Sexual misconduct policies have the second-highest rising trend (26 per cent), closely followed by DE&I policies (rising in priority for 24 per cent) and harassment policies (rising for 23 per cent). This signals a renewed corporate commitment to creating safe and equitable working environments.

Law Debenture says that while it is positive there is more focus on people-focused policies, other important areas, such as whistleblowing, are dropping down the agenda, with 34 per cent of business directors listing this as a low priority.

It says this could raise concerns in light of the new Economic Corporate Crime and Transparency Act (ECCTA), which dictates that businesses must implement reasonable procedures to prevent fraud and place greater emphasis on transparency and accountability, or risk facing serious penalties such as criminal convictions and unlimited fines. It says this means  companies must recognise the importance of having a robust whistleblowing procedure in place.

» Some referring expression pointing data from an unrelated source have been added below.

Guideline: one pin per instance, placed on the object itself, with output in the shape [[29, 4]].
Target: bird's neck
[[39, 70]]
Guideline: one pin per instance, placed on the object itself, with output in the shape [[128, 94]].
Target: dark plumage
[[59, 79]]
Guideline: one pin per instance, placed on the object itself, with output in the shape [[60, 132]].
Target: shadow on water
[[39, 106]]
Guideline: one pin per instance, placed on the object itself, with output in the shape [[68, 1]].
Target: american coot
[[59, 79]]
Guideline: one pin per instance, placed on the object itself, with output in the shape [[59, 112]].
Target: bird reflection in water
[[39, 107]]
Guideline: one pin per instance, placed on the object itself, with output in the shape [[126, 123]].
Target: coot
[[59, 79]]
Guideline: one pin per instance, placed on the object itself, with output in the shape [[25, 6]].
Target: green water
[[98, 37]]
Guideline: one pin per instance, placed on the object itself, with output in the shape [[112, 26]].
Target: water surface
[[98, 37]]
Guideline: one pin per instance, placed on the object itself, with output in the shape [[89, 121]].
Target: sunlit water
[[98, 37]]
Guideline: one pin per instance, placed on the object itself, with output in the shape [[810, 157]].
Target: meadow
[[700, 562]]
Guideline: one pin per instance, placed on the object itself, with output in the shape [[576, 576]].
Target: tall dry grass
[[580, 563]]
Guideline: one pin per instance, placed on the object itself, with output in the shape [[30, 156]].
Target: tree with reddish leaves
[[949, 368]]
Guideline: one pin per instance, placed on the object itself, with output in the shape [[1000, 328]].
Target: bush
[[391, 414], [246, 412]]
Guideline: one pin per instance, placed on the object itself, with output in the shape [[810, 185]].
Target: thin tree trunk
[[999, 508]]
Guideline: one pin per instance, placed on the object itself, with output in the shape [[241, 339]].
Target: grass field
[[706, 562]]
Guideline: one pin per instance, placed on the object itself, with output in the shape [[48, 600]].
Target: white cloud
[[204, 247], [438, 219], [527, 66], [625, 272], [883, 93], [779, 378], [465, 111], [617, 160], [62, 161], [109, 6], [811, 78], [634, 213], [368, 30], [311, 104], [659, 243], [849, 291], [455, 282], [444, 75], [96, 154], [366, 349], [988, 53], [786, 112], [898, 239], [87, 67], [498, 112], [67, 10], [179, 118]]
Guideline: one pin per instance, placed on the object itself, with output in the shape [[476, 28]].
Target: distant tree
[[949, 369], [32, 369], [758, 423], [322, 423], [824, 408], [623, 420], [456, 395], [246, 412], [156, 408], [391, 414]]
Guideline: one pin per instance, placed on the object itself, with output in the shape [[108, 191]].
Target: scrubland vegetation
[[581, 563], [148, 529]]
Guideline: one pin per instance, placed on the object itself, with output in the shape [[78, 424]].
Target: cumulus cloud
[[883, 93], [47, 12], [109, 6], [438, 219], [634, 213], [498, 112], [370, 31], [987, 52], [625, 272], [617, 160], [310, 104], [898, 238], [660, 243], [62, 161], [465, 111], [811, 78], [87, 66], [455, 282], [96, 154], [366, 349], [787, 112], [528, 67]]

The research also showed that these governance issues are causing additional work for business directors. Almost one in two (45 per cent) agreed that that increased governance requirements will be hard to handle, while 28 per cent of directors believe that it acts as a significant impediment to their day job.

Law Debenture managing director of corporate secretarial services Ben Turner says:“Though it’s encouraging to see that businesses are planning to adopt a more people and conduct-centric approach, it’s vital that firms don’t lose sight of governance requirements and leave themselves exposed in the process.

“The deprioritisation of important areas, such as whistleblowing, can not afford to be overlooked.

“ECCTA legislation, which is centred heavily on financial fraud and having robust whiteblowing procedures in place to combat it, need to be high on the agenda of any business. ECCTA penalties, especially those specific to directors such as unlimited personal fines and criminal convictions, cannot be underestimated.

“While it’s clear that increasing governance requirements are taking a toll on directors, working with a third party governance partner could ease the strain on business leaders and enable them to address their areas of priority.”